New python haplotype generator #425

hyanwong · 2019-11-25T21:23:34Z

Fixes #326

Note that this adds two pieces of extra functionality that I would like. Firstly (and less controversially), it allows missing data. Secondly, it also allows multi-letter alleles and deletions. This will help us support indels, but does mean that the number of characters in the output string is not necessarily the same as the total number of sites. However, I have coded it so that the alignments between samples are always the same (and hence the string length for each haplotype is guaranteed to be identical): this means having to make a decision about what to do in the case of multiple alleles at a site that are of different (non zero) lengths. In this case I have chosen to represent the shorter of the two by missing data, since I can't guarantee the alignment. This is perhaps the wrong thing to do - either way, it probably requires some discussion.
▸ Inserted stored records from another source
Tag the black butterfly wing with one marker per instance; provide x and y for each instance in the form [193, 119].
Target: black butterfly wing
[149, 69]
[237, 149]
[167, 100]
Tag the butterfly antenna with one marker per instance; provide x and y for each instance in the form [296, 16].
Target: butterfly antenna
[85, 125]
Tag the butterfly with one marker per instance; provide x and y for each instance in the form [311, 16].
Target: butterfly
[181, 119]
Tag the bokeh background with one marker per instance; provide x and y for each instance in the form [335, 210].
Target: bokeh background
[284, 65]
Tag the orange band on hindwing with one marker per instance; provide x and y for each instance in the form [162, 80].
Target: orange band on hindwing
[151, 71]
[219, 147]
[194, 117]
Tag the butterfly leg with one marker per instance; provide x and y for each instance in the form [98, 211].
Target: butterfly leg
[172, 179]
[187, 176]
The tests aren't that comprehensive yet, especially for this extra functionality. I thought I should submit a preliminary PR before going to town on test suites, in case any of this seemed like a bad idea. Spun off into #425

hyanwong · 2019-11-25T21:53:55Z

This is failing on (at least one) slightly weird test: test_topology.py:TestEmptyTreeSequences.test_one_node_one_sample_sites.

Here we make a TS with a single (sample) node with an ancestral state and a single mutation above it. According to our definition, this is a site with missing data. If we impute the missing data, we say in the docs that we set it to the ancestral state (== '0'), but here, instead, the test expects it to be '1'. Is this because it has a mutation above it? We haven't, AFAIK, decided how we should impute a missing node with a mutation above it yet, have we?
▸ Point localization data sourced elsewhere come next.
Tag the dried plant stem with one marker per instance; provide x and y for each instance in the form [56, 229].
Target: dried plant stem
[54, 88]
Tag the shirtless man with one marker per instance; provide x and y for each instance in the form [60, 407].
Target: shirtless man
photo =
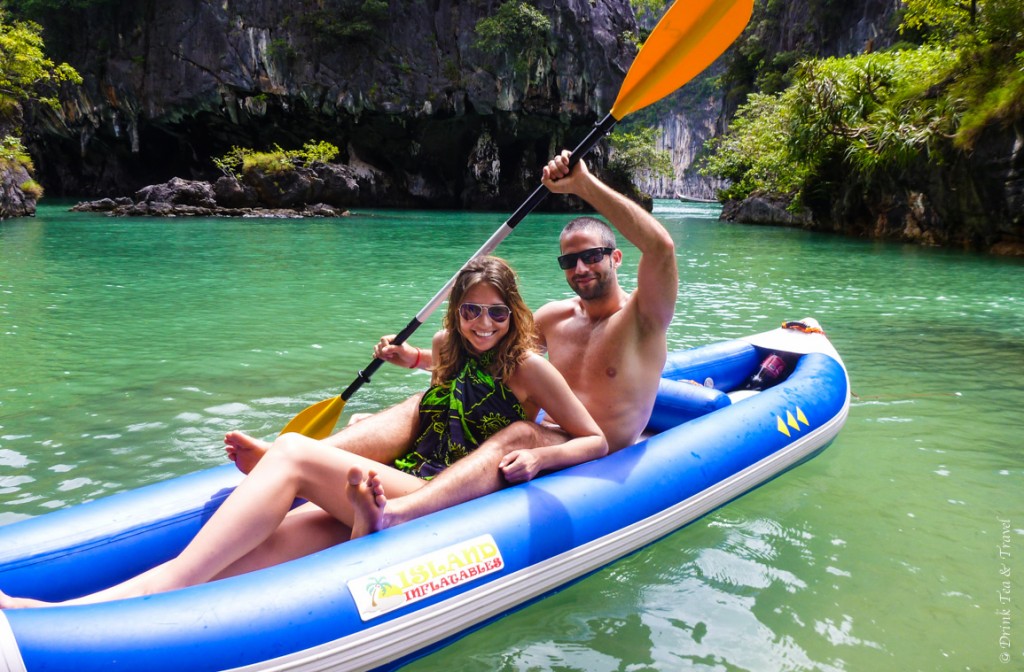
[608, 344]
jeromekelleher · 2019-11-26T08:29:57Z

Thanks @hyanwong. Can we do this as a direct replacement of the existing functionality first and add new functionality afterwards please?

hyanwong · 2019-11-26T09:33:51Z

@jeromekelleher I thought you might say that. But what is the correct behaviour in the test_one_node_one_sample_sites example above. The docs say "missing data will be imputed such that all isolated samples are assigned the ancestral state", the existing implementation does not do this. How should I code it?

jeromekelleher · 2019-11-26T09:40:42Z

We should be able to code a direct replacement for the existing C code that doesn't break any tests. It's not a good idea to change several things at once.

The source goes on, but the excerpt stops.